The world’s richest cricket body, the Board of Control for Cricket in India (BCCI), might be in big trouble if the 13th edition of Indian Premier League (IPL) is cancelled. How big? A massive ₹ 3,800 crores.
IPL 13 was postponed until April 14 as a result of the novel coronavirus pandemic. However, considering the lockdown might be extended, there would be serious question marks over the future of the league.
The BCCI office-bearers would be trying hard to push the tournament sometime later this year. But to chalk out a window for even a curtailed IPL would be no less than a herculean task considering 2020’s packed cricketing calendar.
If at all cancellation occurs due to unforeseen reasons, it will be a massive financial blow for the BCCI and all the IPL stakeholders. Not only that, but no IPL in 2020 will also mean a sizable dent in the Indian economy.
Star India would be amongst the biggest losers. The country’s leading broadcaster had shelled out a whopping ₹ 16,347.50 crores (the biggest television deal in the history of cricket) for the worldwide media rights for a 5-year period between 2018 and 2022.
A cancellation would translate into a direct loss of ₹ 3269.50 crores for Star. This at the back of a loss of ₹1216 crore loss it suffered in the previous financial year would be a massive blow.
The title sponsorship rights for IPL had also sold for a huge figure of ₹ 2,000 crores to Chinese smartphone manufacturer Vivo. A cancelled 2020 IPL means a loss of ₹ 400 crores for BCCI.
Add to that a loss of ₹ 200 crores from central sponsorship, and the combined figure reaches ₹ 3,869.50 crores.
While it is slightly early to comment on whether a cancellation will occur, it does give BCCI some important lessons. The biggest amongst them is to have an insurance policy in place to counter unforeseen situations like the Coronavirus Pandemic.
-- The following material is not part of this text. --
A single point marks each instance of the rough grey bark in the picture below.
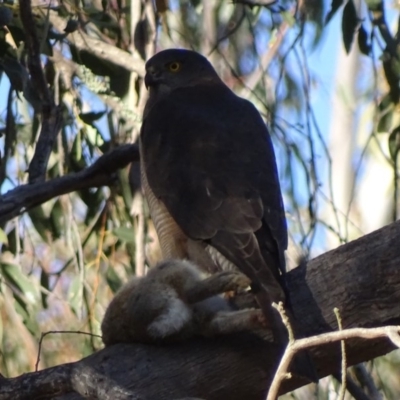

Earlier on Wednesday, it was being reported that Wimbledon, which got cancelled recently, had received $ 141 million in insurance money. Although it won’t entirely cover the $ 250 million in losses due to a scrapped season, it does soften the blow.
Wimbledon reportedly paid $2 million a year for pandemic insurance for the last 17 years
(Total: $34 Million)
For this year's cancellation as a result of the Coronavirus, Wimbledon will reportedly receive $141 million from the policy.